4. IDEOLOGIAS PARTIDÁRIAS E COALIZÕES DE GOVERNO: ENTRE A DEFESA DE

4.3. A formação de coligações à moda brasileira e as pretensões políticas dos

Recentemente, diversos autores têm rediscutido o papel da ideologia na estruturação do sistema partidário brasileiro (ZUCCO JR. & POWER, 2009; ZUCCO JR., 2011; LUCAS & SAMUELS, 2011; MELO & CÂMARA, 2012). Lucas & Samuels (2011) entendem que o sistema partidário brasileiro tem se tornado mais inconsistente. Por outro lado, Melo & Câmara (2012) argumentam que a variável ideologia deve ser considerada se o analista quiser compreender o padrão de competição no sistema partidário do Brasil. Fazendo referência a Lucas & Samuels, os pesquisadores dizem que é incorreta a tese de que os partidos tornaram- se mais incoerentes do que no passado. Entretanto, não são poucas as pesquisas que enfatizam, por exemplo, a pouca importância da ideologia na constituição de coligações eleitorais em âmbito estadual e municipal (SOUSA, 2006; DANTAS, 2007; CARREIRÃO & NASCIMENTO, 2010). Assim, mesmo os que ainda se referem a algum tipo de relevância dos posicionamentos ideológicos para formação de coligações demonstram o aumento de uniões partidárias incoerentes (RIBEIRO, 2010; MIGUEL & MACHADO, 2010; LEONI, 2011; MIRANDA, 2012).

Figueiredo & Limongi (2007) mostraram que depois de 2003 houve uma modificação nos padrões encontrados entre 1986 e 2002. A consistência ideológica na composição partidária do governo decresceu bastante após a posse do presidente Lula. Segundo Carreirão (2014, p. 281),

“As coalizões em plenário só tendem a ser ideologicamente consistentes, se a composição dos governos (formação de ministérios) for ideologicamente consistente. E a trajetória é a de uma inconsistência ideológica crescente na composição de governos em âmbito federal.” Nessa sequência, Zucco Jr. (2011) argumenta que aquilo que era considerado esquerda em 1987 praticamente desapareceu, o centro e a esquerda passaram a ocupar quase a totalidade do

espectro ideológico. O autor ao verificar o comportamento dos partidos, nas votações para a Câmara, acaba concluindo que,

maior consenso substantivo entre esquerda e direita, a clivagem estratégica e não ideológica entre governo e oposição parece ter ocupado o papel predominante na estrutura das disputas políticas na Câmara dos Deputados (...) embora as elites continuem reconhecendo uma estrutura ideológica em seu meio, suas preferências e comportamentos estão muito menos associados a esta estrutura do que no passado (ZUCCO JR., 2011, p. 58).

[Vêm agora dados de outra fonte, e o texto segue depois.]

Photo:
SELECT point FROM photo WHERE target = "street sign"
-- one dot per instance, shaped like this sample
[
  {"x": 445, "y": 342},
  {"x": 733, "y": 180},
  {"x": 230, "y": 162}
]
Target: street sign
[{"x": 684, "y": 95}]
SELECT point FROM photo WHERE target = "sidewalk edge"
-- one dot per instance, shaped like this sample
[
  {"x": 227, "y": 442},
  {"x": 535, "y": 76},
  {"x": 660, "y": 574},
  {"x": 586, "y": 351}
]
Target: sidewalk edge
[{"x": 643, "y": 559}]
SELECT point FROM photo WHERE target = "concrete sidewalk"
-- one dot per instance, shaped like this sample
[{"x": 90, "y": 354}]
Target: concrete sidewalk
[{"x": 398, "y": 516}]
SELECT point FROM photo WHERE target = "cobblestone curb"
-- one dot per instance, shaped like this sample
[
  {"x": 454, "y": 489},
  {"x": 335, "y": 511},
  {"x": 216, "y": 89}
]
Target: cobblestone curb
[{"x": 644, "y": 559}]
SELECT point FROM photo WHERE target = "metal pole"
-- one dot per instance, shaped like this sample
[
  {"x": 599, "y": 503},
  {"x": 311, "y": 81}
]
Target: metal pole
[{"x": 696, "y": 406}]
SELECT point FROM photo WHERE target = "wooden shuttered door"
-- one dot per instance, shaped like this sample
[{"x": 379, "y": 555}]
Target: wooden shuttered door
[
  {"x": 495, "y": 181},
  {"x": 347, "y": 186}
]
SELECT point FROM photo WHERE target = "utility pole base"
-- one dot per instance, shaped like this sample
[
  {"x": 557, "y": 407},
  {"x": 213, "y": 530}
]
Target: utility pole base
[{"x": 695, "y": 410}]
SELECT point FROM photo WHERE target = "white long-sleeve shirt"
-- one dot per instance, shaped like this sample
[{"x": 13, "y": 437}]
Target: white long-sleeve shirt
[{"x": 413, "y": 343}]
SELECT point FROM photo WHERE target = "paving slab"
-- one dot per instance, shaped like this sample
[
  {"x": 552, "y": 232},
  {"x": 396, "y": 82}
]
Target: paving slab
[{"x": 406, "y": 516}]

Para Zucco Jr. (2009), esquerda e direita ainda tem a ver com maior ou menor intervenção do Estado na economia, entretanto, houve uma considerável retração dos posicionamentos mais a esquerda. Na verdade, o autor levanta a tese de que a ideologia jamais tenha sido uma proxy forte de comportamento. Segundo ele, a questão continua em aberto por problemas de ordem empírica para os anos de governo de Fernando Henrique Cardoso, porém, durante os mandatos de Lula, quando as coalizões de governos foram ideologicamente incoerentes, pode- se sim distinguir ideologia de pragmatismo político. No caso da 53ª legislatura estudada, Zucco Jr. (2009) afirma que a principal clivagem é mesmo entre oposição e governo, e não direita e esquerda. Esse achado corrobora a ideia de que quando há disputas entre as preferências ideológicas dos congressistas, os incentivos gerados pelo Executivo tendem a ser preponderantes.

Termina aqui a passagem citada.